La settima tappa del Giro arriva sul Gran Sasso, ai 2.130 metri di quota di Campo Imperatore. Si tratta di una delle salite più lunghe del centro Italia, che è rimasta nell’immaginario collettivo per l’esaltante arrivo solitario di Marco Pantani nel 1999.
Campo Imperatore è stato sede di tappa per 4 volte, l’ultima delle quali nel 2018, quando si impose Simon Yates davanti a Pinot e Chaves. I chilometri finali della tappa di quest’anno saranno esattamente identici a quelli del 2018.

Le informazioni ufficiali considerano il GPM di Calascio e quello di Campo Imperatore come due salite separate. A nostro avviso, però, è più sensato parlare di un’unica lunghissima ascesa, suddivisa in tre tronconi uniti tra loro da due tratti di falsopiano.
Se intesa in questo modo, l’ascesa finale che conduce a Campo Imperatore misura ben 46 chilometri, con quasi 1.800 metri di dislivello.
Le pendenze sono veramente severe solo negli ultimi 4 chilometri, ma a fare la differenza potrebbe essere proprio la lunghezza, visto che anche per i più forti si tratterà di uno sforzo di circa 1h30’.

La salita di Calascio
La tappa misura 218 km ed è una delle più lunghe del Giro d’Italia 2023. Nella prima parte i corridori dovranno affrontare il GPM di Roccaraso, ma tutto sommato il percorso non è particolarmente impegnativo.

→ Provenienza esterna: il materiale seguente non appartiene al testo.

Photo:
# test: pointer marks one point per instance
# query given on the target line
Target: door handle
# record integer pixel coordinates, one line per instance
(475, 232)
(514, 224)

Si inizierà a fare sul serio a 46 chilometri dall’arrivo, quando lasciata la SS 602 il gruppo imboccherà la salita di Calascio, che misura 13,5 km al 6%. Niente di proibitivo, ma se affrontata forte contribuirà ad accumulare fatica nelle gambe.

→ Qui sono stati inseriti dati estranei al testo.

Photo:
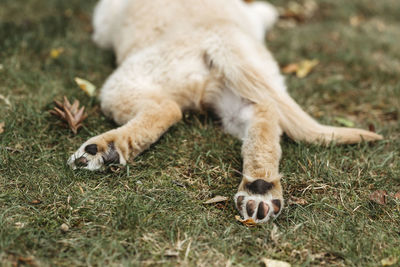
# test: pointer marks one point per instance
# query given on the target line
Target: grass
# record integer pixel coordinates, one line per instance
(151, 212)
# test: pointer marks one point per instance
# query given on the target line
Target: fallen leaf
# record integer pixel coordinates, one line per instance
(249, 222)
(355, 21)
(19, 225)
(344, 122)
(36, 202)
(389, 261)
(26, 261)
(299, 12)
(302, 68)
(86, 86)
(371, 128)
(5, 99)
(305, 67)
(171, 253)
(291, 68)
(378, 196)
(216, 200)
(64, 227)
(71, 114)
(274, 263)
(297, 200)
(275, 234)
(56, 52)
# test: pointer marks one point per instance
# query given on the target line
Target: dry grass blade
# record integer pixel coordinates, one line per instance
(71, 114)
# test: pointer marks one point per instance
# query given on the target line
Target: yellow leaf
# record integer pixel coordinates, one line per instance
(389, 261)
(305, 67)
(216, 200)
(291, 68)
(56, 52)
(274, 263)
(86, 86)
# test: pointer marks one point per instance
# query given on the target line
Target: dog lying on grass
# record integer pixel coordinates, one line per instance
(201, 54)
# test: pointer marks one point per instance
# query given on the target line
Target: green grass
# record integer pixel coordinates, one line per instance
(154, 206)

Una volta giunti a Calascio non ci sarà discesa, ma 5,5 km di falsopiano (pendenza media 0,6%) su strada tortuosa per arrivare a Santo Stefano di Sessanio, dove partirà il secondo troncone dell’ascesa verso il Gran Sasso.
Da Santo Stefano di Sessanio a Campo Imperatore
La salita che conduce da Santo Stefano di Sessanio all’altopiano di Campo Imperatore misura 10 chilometri, ma è molto dolce, tanto che la pendenza media è del 4%. Qui si starà bene a ruota e l’unica cosa che potrebbe fare la differenza è il ritmo imposto da qualche squadra che vuole rendere la corsa dura.

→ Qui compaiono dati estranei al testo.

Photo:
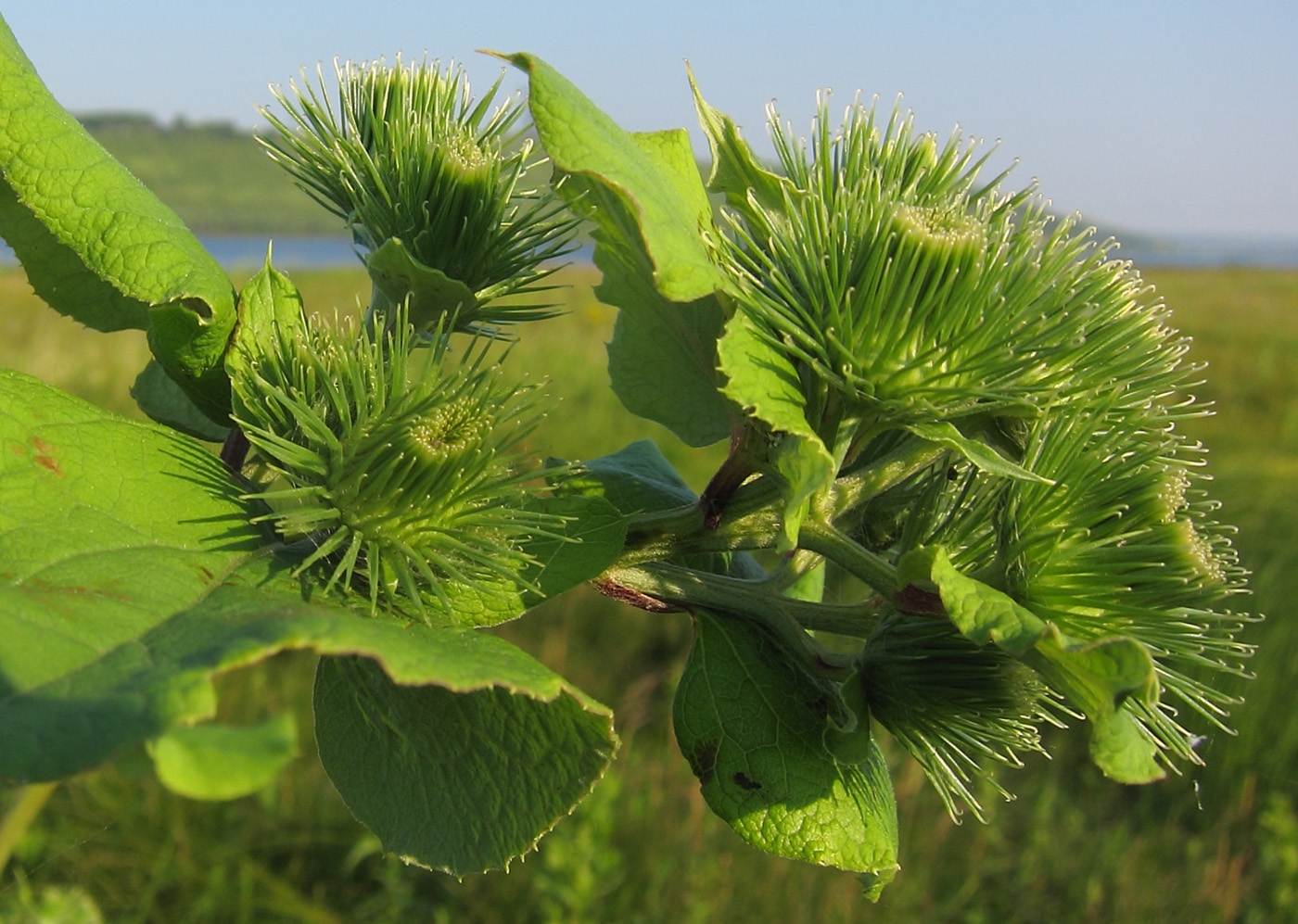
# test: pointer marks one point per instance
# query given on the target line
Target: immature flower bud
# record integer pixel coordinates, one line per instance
(398, 461)
(411, 158)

Terminato questo tratto ci sono 9 chilometri di saliscendi prima di iniziare l’ultimo segmento. Il ritmo con cui si affronteranno questi chilometri inciderà su quelli che potranno essere i distacchi all’arrivo.
La salita riprende in modo dolce a circa 7 chilometri dal traguardo, per poi diventare davvero dura nel finale.
Gli ultimi 4,5 chilometri hanno una media dell’8,2% con punte del 13% ed è qui che c’è da attendersi battaglia tra gli uomini di classifica.
L’entità dei distacchi, però, dipenderà da cosa è successo prima.
Se fino agli ultimi 4,5 chilometri il ritmo sarà regolare è difficile attendersi grandi distacchi. Se invece dovessero prendere di petto già la prima parte di salita che conduce a Calascio, nel finale ne vedremo delle belle.
Altitudine e incognita meteo
Altitudine e condizioni meteo saranno altre due variabili da considerare.
Gli ultimi chilometri della tappa porteranno i corridori sopra quota 2.000 metri e sappiamo che la rarefazione dell’aria dovuta alla quota non è tollerata da tutti i corridori allo stesso modo.
A questo si aggiungerà l’incognita del freddo.
Le previsioni meteo, almeno per ora, sembrano scongiurare una giornata da tregenda, ma rimane il rischio che nel pomeriggio possa piovere o addirittura nevicare. Le temperatura, in ogni caso, saranno di poco superiori allo zero e questo renderà la tappa ancora più impegnativa.
Qui sotto trovate la web cam dell’albergo di Campo Imperatore per vedere le condizioni in diretta:
I tempi da battere
I migliori tempi su Strava sono di Pinot e Chaves, che nel 2018 arrivarono secondi e terzi a pochi metri da Yates.
Gli ultimi 4,4 chilometri furono percorsi da Pinot in 12:44” con una VAM di 1.590 m/h.
Il KOM sugli ultimi 26,3 chilometri da Santo Stefano di Sessanio a Campo Imperatore è di Chaves, con 53:01”.
L’intera ascesa finale di 46 chilometri nel 2018 fu percorsa in circa 1h35’.
Meteo permettendo, le prestazioni che abbiamo visto da inizio anno a questa parte ci fanno immaginare un sensibile miglioramento di questi tempi…
Nel 1999 Pantani affrontò la salita da un altro versante, quello di Fonte Cerreto: 26 chilometri percorsi in 53:50″. Il finale, però, sarà lo stesso. Il Pirata scalò gli ultimi 3 chilometri in circa 7:30″, gli ultimi 2 in 5:15″.